Ab Initio Free Energy Surfaces for Coupled Ion-Electron Transfer
Ethan Abraham, Martin Z. Bazant, Troy Van Voorhis

TL;DR
This paper develops a formalism to compute free-energy surfaces for coupled ion-electron transfer processes in anisotropic environments, revealing strong coupling effects and different activation barriers compared to traditional models.
Contribution
It introduces a new ab initio approach to calculate coupled free-energy surfaces considering anisotropy, extending Marcus theory to more complex electrochemical systems.
Findings
Strong coupling between ion-electron transfer and environmental anisotropy.
Significantly different activation barriers predicted by the new formalism.
Application to CO2 reduction on gold shows the method's effectiveness.
Abstract
The Marcus theory of electron transfer assumes that diabatic energy gaps are sampled from a single ensemble.

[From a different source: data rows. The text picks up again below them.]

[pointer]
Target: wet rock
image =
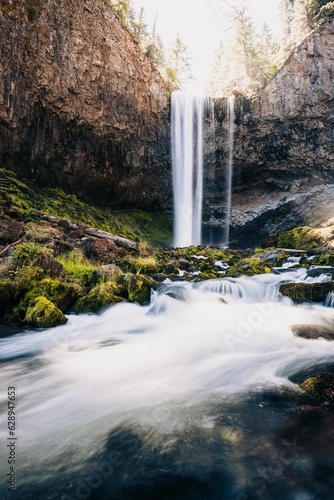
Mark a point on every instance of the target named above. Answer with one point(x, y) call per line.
point(184, 264)
point(313, 292)
point(101, 250)
point(44, 314)
point(62, 246)
point(313, 332)
point(100, 297)
point(76, 235)
point(321, 386)
point(50, 266)
point(170, 268)
point(139, 288)
point(10, 231)
point(311, 252)
point(107, 272)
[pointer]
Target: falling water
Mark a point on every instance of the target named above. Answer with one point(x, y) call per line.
point(188, 114)
point(329, 302)
point(230, 117)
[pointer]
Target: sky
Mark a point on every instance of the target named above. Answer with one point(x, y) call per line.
point(202, 25)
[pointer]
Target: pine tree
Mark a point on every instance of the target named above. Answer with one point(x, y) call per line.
point(178, 65)
point(247, 61)
point(300, 26)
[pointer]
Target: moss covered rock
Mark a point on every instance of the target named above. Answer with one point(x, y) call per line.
point(139, 288)
point(322, 386)
point(208, 275)
point(250, 267)
point(100, 250)
point(61, 293)
point(100, 297)
point(300, 238)
point(44, 314)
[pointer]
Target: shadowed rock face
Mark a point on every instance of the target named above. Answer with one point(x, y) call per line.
point(80, 104)
point(283, 145)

This assumption can break down in spatially anisotropic environments, such as Faradaic reactions at electrochemical interfaces, where distinct solvent ensembles arise along a collective variable describing the anisotropy. Treating this collective variable as an additional reaction coordinate linearly independent from the Marcus reaction coordinate, we develop a formalism that enables calculation of the resulting Coupled Ion-Electron Transfer (CIET) free-energy surface directly from constrained ab initio trajectories. Applied to CO2 redox on a gold electrode, this method reveals strong coupling to the anisotropy, predicting significantly different activation barriers compared to either coordinate alone.